20 November 2017 CTF Annual Conference - Diana Aird (Justice) on Rectification & Rescission

This is a summary of oral remarks made by Diana Aird of the Department of Justice during the Panel "Rectification, Rescission, and other Equitable Remedies: Post Fairmont" held on November 20, 2017 in Toronto during the Annual Conference of the Canadian Tax Foundation. Timothy Fitzsimmons (PwC Law) and Elie Roth (Davies) also spoke on the Panel, and it was chaired by Jeffrey Trossman (Blakes).

Procedure for obtaining equitable relief

Generally, cases for equitable relief proceed by way of application. There is no witness testimony, but there are affidavits, with documents submitted as exhibits to the affidavits. There can be cross-examination. The judge will read the transcript of the cross-examination and all of the evidence.

The Attorney General’s position is that, if a party is seeking an equitable remedy in order to retroactively affect its tax liability, the Attorney General should be given notice. This is not the same thing as being named a party - it may turn out that the CRA does not think there is a tax issue, in which case the parties can proceed on their own, but we do like to be given notice. Once the materials are served on the Department of Justice, a lawyer will be assigned to the file and, like all of our files, there is an instructing officer from the CRA.

Justice Rectification Committee

People often have questions about the Department’s Rectification Committee. This is an internal committee of lawyers from across the country and all of our Justice offices. The purpose of the Committee is to allow us to consult one-another to make sure that we are taking consistent positions across the country. There is nobody from the CRA on the Committee – it is just a working group of lawyers.

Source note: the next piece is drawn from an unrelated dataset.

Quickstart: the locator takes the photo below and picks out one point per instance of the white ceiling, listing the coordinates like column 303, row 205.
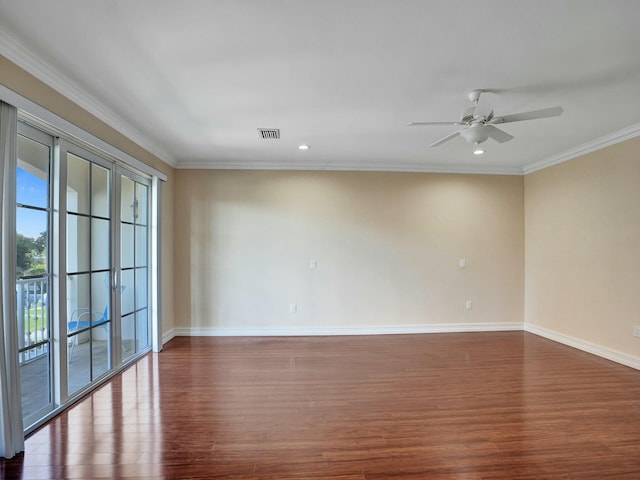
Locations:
column 191, row 81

What should be in the application

Broadly, when we get a file, we will look for three things:

  1. Is the file going to affect anyone’s tax liability? If the answer is no, then the inquiry ends.
  2. Is the relief that the taxpayer is seeking within the jurisdiction of a Superior Court, or is it a Tax Court or Federal Court matter?
  3. Do the facts in the Affidavits meet the legal requirements for the remedy sought?

If there is missing information, we might informally ask for further information, or we may decide we need to cross-examine. In some cases, we also put in Affidavits from the CRA to ensure the court has all the relevant facts.

The best practice is to submit Affidavits from people who have direct knowledge of the original agreement or tax plan, and to be precise about what the agreement was supposed to be, and what the mistake was or what went wrong. For example, someone might have relied on a wrong precedent, or there may have been a clerical mistake.

We understand that there is some professional concern about people falling on their swords, but it is worse if we receive a murky story that we cannot make sense of. When someone does come forward saying “I made a mistake,” those are usually easier to correct.

I would like to close with two points. First, make sure you append your actual documents, that prove what you are trying to convince us of, to your affidavits. Contemporaneous documents are usually going to be the most persuasive evidence you have – they are much better than someone’s recollection of whatever the tax plan was, years after the fact.

Second, include the document that you are asking the court to do something with, whether to add words to it or take them away. That document needs to be in the record so that we all know precisely what is being considered. We sometimes encounter documents that are worded very vaguely – asking us to fix the tax mistake and allowing the taxpayer to draft whole new documents, “whatever is needed.” That is unlikely to help your clients get the relief they need, because these remedies are all about the documents. The tax will be assessed on what those documents say.

Efficacy of recitals

In response to the question “is it a good idea to include in your documents explicit recitals of the parties’ commercial and tax objectives?”:

It will not hurt. The difficulty is that, for example, where the recital says “we want to do a valid rollover,” but then you fail to do a valid rollover, the recital is not going to get you one. A recital will not be a magic bullet.